KOKO’s Love: Episode 1, 2014, Single-channel video installation, 11:14, Dimensions variable
KOKO’s Love is multifaceted and manifests itself in different forms, such as a single-channel video, a video installation/sculpture, and painting.
I have used tropes from East-Asian soap operas to create my version of an East-Asian/Asian-American hybrid soap in KOKO's Love: Episode 1, about a Japanese-American family, whose patriarch is a liquor store owner in South Central Los Angeles that annoyingly insists on the importance of having a male inherit the family business and not a female, his only child, a daughter.
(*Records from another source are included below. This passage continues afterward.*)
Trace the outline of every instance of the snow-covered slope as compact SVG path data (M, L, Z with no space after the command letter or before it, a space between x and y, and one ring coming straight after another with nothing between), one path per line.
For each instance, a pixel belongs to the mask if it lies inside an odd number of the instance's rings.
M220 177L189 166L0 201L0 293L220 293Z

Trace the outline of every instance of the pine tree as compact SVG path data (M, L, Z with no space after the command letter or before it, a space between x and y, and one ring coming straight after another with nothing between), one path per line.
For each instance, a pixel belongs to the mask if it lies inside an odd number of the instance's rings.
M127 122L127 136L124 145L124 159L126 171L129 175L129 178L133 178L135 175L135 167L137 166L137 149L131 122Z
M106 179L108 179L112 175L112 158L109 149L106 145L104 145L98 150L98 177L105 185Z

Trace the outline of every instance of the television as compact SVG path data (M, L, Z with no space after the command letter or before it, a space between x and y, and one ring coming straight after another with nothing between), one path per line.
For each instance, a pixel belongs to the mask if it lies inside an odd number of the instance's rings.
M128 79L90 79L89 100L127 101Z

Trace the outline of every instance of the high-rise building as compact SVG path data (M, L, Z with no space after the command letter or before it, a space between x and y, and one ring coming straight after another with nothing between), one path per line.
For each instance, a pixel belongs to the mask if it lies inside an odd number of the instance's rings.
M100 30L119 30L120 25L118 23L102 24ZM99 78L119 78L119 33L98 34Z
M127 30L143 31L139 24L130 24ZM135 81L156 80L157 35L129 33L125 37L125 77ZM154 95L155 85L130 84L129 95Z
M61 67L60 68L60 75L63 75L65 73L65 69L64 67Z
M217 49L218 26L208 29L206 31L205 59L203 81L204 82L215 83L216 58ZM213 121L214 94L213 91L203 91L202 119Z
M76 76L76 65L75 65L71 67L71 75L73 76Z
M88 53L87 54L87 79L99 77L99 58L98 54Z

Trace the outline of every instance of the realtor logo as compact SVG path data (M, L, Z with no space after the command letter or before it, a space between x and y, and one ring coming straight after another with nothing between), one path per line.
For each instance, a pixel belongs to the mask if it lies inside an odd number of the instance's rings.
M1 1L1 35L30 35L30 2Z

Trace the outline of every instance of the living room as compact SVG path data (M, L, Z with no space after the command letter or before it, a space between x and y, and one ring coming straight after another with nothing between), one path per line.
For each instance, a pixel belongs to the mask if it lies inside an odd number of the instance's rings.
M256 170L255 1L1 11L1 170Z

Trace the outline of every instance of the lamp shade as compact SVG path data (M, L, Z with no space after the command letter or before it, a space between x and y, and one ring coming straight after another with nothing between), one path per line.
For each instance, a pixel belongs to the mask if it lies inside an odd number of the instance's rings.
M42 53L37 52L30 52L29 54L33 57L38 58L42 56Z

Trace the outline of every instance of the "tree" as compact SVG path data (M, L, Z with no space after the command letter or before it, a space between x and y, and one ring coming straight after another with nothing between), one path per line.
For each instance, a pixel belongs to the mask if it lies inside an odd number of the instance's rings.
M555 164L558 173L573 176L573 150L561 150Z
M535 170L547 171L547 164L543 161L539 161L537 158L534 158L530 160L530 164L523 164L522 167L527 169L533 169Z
It explores the intersectionality of expectations and perceptions of gender roles of women and men, exposing the absurdity of the male hegemonic structure in the contemporary Asian-American family.
KOKO’s Love has been exhibited as an installation in a created home environment, as well as being embedded in a fresco foam sculpture of a hybrid “Kokeshi” doll, a traditional wooden Japanese doll, which was carved to ward off fires and evil, especially in regards to a prosperous business. The “Kokeshi” sculpture, inspired by a fresco painting (48” x 88”) investigating my personal history, portrays a multigenerational Japanese-American family as stylized “Kokeshi.” The liquor store business was run by many Japanese-Americans to financially support their families, and Koko’s Liquor is a store my father ran for 20 years.